For desktop applications one has to support Intel, AMD, Nvidia, Apple. So, does that mean that one have to support Metal, Vulkan, PTX and RocM? Sounds like too much…
That was a comment mostly about the market share and "business practices" Nvidia.
Intel is well supported by OpenCL/SPIR-V.
There are some murmurings that AMD is getting SPIR-V support for ROCm, though if that is insufficient, I don't think it would be too difficult to hook the AMDGPU backend to LDC+DCompute (runtime libraries would be a bit tedious, given the lack of familiarity and volume of code), but I have no hardware to run ROCm math the moment.

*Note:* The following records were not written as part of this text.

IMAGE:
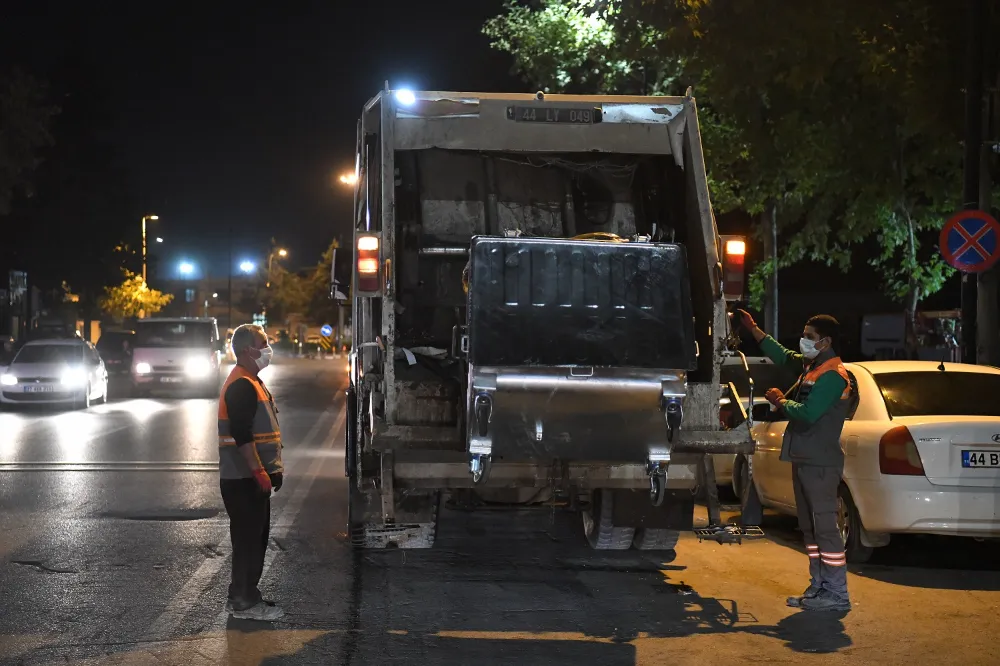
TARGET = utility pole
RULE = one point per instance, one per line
(973, 146)
(988, 282)
(229, 296)
(771, 284)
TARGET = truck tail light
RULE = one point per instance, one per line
(898, 455)
(369, 268)
(733, 267)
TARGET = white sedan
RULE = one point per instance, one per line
(62, 371)
(922, 454)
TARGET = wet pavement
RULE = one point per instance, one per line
(114, 550)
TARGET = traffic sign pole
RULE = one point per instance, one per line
(976, 29)
(970, 242)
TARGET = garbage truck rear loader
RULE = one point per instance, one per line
(538, 311)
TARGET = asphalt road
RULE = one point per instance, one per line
(114, 550)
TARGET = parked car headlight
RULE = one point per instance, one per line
(74, 377)
(198, 367)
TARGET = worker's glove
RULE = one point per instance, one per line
(775, 397)
(263, 480)
(746, 320)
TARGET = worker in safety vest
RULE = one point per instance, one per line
(250, 468)
(816, 407)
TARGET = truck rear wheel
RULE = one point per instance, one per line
(599, 527)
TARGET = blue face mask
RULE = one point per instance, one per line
(808, 348)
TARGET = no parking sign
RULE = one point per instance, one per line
(970, 241)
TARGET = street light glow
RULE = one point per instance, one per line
(405, 97)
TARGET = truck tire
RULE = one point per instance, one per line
(598, 527)
(655, 539)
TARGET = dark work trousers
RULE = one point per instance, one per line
(816, 502)
(249, 510)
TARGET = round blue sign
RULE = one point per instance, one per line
(970, 241)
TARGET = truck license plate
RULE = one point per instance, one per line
(981, 459)
(559, 115)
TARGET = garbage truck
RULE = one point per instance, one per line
(539, 309)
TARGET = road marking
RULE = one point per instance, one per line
(112, 466)
(183, 602)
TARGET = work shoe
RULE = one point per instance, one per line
(262, 612)
(229, 604)
(826, 600)
(796, 602)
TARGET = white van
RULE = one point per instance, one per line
(181, 353)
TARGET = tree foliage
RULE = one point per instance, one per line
(25, 116)
(132, 297)
(306, 293)
(843, 115)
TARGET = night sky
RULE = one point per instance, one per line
(233, 114)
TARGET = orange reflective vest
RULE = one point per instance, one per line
(266, 433)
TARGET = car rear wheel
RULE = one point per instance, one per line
(103, 399)
(83, 402)
(849, 524)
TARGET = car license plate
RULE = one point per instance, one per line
(980, 458)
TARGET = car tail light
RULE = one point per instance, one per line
(369, 268)
(897, 453)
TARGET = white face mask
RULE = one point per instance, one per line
(808, 348)
(265, 358)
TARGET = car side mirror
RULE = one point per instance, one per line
(762, 413)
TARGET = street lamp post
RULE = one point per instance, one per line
(270, 257)
(144, 218)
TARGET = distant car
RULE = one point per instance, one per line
(731, 470)
(115, 348)
(922, 449)
(180, 353)
(68, 371)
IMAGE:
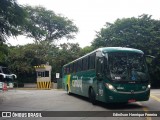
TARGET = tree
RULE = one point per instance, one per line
(12, 17)
(43, 24)
(141, 33)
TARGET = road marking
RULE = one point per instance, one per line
(145, 109)
(155, 98)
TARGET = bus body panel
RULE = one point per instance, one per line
(80, 81)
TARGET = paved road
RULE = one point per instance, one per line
(58, 100)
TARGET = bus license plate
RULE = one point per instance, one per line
(131, 100)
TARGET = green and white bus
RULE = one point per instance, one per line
(109, 74)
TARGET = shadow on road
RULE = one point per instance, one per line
(112, 106)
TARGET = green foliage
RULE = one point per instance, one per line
(11, 19)
(141, 33)
(45, 25)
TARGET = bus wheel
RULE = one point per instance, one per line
(68, 90)
(92, 96)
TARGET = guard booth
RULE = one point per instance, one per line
(43, 76)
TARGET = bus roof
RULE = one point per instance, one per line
(109, 50)
(119, 49)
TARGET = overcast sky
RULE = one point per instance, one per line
(91, 15)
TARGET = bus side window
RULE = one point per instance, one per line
(71, 67)
(92, 61)
(79, 65)
(100, 65)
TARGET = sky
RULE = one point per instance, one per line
(91, 15)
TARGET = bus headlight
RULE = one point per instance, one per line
(149, 86)
(109, 86)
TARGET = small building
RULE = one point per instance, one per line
(7, 77)
(43, 76)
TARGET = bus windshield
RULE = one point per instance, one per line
(127, 66)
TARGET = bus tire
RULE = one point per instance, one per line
(68, 90)
(92, 96)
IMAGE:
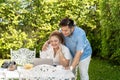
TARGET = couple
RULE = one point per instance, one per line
(70, 41)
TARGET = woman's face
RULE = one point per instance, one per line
(66, 31)
(54, 41)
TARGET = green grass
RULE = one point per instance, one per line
(100, 70)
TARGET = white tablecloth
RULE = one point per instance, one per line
(40, 72)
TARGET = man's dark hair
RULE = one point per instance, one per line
(67, 22)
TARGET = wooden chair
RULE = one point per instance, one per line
(23, 55)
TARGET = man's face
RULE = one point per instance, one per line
(66, 31)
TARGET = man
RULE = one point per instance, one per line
(79, 46)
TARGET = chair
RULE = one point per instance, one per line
(22, 56)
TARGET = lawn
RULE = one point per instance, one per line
(101, 70)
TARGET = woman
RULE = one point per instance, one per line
(56, 50)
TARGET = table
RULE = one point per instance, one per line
(40, 72)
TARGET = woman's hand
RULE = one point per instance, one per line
(44, 47)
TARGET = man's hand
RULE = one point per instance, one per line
(44, 47)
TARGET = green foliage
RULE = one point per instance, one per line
(110, 28)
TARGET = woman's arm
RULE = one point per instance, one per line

Metal should also not be too difficult (the kernel argument format is different which is annoying) to hook LDC up to, the main thing lacking is Objective-C support to bind the runtime libraries for DCompute (which would also need to be written.
LDC can already target Vulkan compute (although the pipeline is tedious, and there is no runtime library support).
> > Unlike C++, D can much more easily statically condition on aspects of the hardware, making the tuning process faster to navigate the parameter configuration space.
Not sure what you meant here?
I mean there are parametric attributes of the hardware, say for example cache size (or available registers for GPUs), that have a direct effect on how many times you can unroll the inner loop, say for a windowing function, and you want to ship optimised code for multiple configurations of hardware.
You can much more easily create multiple copies for different sized cache (or register availability) in D than you can in C++, because static foreach and static if >>> if constexpr.